En matière de haïkus japonais, Kaneko Tôta fut sans doute l'auteur contemporain le plus important, traversant le vingtième siècle, et ses diverses évolutions esthétiques nippones (1).
Au-delà
de son activité de haïjin, il tira de son expérience de la guerre les
fondements de sa volonté de résistance à l'iniquité et de son engagement
en société : syndicaliste pendant sa vie professionnelle, il apporta
notamment son soutien aux mouvements pacifistes et de lutte contre le
nucléaire après l'accident de Fukushima.
Naturellement, il calligraphia le slogan de ralliement des mouvements de protestations actuels "Abe seiji wo yurusanai" :
(lors d'un voyage en septembre 2017 - Nakano, quartier de Tokyo)
Ce
sont les événements de ces dernières années qui l'incitèrent à rédiger
et publier ses mémoires en 2016, sans doute avec la motivation de
transmettre par son expérience cet esprit de résistance face aux
résurgences des démons de la société japonaise.
Le livre "Cet été-là j'étais soldat", traduit par Laurent Mabesoone (un de ses disciples) et publié par les éditions Pippa en 2018, est ainsi une porte ouverte sur la vie et l'oeuvre de cet auteur encore méconnu en France et pourtant essentiel.
Enrichie
de cartes, photos, d'un glossaire et d'un index de noms et prénoms,
l'édition est didactique autant que possible et présente quelques haïkus
du maître en japonais en caractères imprimés (et non les difficilement
lisibles calligraphies pour un apprenant du japonais lambda), puis
romajis (pour la musicalité du texte) avant sa traduction. Ce qui est un
point essentiel selon moi pour une bonne édition de haïkus.
J'éprouve cependant un léger regret avec le caractère partiel de cette biographie (j'aurais apprécié une édition complète).

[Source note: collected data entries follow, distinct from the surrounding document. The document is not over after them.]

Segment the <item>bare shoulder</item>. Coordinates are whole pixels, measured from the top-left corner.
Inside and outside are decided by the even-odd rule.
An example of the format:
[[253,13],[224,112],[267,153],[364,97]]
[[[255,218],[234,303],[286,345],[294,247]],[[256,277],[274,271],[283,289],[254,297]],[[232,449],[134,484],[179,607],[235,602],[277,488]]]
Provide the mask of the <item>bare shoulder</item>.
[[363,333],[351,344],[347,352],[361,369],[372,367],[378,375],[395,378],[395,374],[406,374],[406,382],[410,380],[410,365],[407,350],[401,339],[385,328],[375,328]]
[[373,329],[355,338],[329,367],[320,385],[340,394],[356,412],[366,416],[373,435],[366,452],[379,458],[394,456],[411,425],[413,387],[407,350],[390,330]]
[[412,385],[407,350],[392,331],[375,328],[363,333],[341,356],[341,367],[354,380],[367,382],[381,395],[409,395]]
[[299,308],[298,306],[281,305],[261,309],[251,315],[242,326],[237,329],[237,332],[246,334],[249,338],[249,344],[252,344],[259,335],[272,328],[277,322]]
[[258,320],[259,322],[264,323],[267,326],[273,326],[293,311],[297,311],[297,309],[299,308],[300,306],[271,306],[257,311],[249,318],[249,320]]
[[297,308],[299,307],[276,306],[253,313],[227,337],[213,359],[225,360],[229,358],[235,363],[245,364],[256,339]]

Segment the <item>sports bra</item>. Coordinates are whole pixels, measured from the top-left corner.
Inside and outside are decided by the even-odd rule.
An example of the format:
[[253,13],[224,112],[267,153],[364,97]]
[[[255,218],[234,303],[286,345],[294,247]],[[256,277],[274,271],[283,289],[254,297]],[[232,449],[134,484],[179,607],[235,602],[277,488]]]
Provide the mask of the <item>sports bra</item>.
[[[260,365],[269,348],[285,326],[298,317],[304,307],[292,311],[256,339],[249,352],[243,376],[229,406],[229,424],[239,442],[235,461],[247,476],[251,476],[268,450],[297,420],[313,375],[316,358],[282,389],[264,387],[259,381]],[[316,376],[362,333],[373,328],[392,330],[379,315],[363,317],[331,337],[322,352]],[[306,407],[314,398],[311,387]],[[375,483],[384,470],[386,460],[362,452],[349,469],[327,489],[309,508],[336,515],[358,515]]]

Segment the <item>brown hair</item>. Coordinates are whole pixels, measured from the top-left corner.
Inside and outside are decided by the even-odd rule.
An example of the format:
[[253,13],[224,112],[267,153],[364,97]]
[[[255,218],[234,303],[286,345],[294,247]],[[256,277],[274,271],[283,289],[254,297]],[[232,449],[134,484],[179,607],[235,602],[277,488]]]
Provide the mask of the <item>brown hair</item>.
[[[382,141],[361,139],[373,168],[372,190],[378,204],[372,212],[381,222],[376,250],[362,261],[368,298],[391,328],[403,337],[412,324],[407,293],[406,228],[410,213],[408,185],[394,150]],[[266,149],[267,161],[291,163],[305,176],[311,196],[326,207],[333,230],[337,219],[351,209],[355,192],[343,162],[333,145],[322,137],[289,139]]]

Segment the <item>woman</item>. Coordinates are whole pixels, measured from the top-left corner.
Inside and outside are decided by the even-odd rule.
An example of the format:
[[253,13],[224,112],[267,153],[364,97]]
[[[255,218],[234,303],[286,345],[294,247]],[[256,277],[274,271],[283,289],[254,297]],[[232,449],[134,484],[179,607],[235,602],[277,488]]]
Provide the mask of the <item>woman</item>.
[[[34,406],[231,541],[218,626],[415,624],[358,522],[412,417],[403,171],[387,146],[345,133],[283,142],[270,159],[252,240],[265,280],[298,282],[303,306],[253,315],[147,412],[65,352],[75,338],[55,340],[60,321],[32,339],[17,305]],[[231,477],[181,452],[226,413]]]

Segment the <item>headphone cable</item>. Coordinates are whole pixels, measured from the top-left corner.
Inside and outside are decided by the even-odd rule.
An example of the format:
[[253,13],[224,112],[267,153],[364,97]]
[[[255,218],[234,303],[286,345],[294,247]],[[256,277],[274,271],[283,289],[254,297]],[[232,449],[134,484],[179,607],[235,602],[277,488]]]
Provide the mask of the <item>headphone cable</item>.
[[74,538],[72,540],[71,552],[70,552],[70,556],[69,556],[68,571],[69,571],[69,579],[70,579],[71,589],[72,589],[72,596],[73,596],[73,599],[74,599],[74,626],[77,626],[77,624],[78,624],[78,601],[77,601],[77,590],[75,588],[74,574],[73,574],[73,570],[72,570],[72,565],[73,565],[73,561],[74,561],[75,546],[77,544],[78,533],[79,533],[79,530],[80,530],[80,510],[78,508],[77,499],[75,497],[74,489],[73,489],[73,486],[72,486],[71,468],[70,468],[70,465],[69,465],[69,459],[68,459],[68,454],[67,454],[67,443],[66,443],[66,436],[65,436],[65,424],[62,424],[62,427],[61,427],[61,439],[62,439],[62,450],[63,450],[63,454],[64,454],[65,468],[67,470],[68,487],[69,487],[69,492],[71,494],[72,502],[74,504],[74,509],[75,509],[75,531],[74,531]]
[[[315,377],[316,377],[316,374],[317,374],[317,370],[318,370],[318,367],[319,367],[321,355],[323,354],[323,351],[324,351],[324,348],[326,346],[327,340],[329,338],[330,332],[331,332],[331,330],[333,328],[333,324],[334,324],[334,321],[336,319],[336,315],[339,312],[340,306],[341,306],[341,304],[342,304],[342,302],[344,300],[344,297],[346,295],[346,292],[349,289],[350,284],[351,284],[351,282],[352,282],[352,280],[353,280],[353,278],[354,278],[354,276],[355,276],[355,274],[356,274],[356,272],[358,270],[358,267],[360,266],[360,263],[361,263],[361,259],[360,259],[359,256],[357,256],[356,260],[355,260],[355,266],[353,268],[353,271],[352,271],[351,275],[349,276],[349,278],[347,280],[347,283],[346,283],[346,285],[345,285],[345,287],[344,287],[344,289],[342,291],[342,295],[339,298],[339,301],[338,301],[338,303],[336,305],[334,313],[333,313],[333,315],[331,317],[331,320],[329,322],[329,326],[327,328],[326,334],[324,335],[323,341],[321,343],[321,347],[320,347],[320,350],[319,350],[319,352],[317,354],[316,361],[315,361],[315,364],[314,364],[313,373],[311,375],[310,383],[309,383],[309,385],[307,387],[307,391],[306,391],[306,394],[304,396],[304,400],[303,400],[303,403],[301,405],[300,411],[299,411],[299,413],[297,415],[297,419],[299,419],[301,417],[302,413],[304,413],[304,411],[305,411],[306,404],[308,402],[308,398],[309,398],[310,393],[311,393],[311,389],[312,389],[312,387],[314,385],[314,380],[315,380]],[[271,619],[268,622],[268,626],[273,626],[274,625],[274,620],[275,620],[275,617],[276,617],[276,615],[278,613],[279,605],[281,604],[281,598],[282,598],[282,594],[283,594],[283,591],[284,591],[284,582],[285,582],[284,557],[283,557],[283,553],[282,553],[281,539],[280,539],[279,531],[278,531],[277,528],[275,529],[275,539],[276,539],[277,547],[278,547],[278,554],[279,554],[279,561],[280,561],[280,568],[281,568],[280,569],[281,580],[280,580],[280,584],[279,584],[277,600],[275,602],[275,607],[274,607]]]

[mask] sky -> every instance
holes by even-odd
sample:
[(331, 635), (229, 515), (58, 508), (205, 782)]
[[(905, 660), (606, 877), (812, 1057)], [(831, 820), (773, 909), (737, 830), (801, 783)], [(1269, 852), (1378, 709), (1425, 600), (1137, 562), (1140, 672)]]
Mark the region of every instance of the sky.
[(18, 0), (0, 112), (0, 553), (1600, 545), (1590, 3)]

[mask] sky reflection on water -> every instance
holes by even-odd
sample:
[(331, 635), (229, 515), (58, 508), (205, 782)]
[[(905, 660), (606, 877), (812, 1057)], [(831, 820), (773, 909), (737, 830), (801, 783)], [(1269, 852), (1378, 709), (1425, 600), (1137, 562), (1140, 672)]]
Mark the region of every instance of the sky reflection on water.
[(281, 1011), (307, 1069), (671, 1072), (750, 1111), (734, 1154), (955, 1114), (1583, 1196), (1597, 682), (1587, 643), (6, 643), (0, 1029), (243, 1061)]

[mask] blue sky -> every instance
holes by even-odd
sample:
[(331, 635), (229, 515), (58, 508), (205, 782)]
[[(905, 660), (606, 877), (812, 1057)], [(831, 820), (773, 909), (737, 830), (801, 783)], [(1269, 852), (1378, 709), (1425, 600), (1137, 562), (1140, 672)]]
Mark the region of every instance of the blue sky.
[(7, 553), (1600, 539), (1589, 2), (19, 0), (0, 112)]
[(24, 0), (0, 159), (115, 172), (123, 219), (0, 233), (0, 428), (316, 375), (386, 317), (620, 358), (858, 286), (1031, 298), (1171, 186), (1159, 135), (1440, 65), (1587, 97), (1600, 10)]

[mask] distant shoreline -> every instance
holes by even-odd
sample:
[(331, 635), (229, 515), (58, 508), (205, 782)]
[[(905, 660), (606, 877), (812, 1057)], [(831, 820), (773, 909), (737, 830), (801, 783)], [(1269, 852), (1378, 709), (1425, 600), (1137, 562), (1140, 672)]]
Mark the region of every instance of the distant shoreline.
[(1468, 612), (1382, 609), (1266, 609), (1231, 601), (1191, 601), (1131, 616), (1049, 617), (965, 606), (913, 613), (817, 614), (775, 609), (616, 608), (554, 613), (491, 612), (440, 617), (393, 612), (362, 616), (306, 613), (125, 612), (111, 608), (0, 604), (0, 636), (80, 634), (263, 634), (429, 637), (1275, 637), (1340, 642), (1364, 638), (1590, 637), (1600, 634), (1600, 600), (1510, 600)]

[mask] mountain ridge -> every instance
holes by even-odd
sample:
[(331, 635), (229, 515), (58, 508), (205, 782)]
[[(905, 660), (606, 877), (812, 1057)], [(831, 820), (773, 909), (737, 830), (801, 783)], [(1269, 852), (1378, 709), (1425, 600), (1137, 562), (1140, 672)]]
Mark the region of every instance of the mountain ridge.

Je conclurai cette brève chronique avec un extrait des 40 haïkus de ces dernières années :
雪積めど放射能あり流離かな
Yuki tsumedo hôshanô ari ryûri kana
Sous la neige,
Toujours là, la radioactivité.
Exode.
(1)
Personnellement, son livre de haïkus pour débutants "haiku nyûmon" (en
japonais) m'accompagne depuis longtemps dans ma pratique de composition.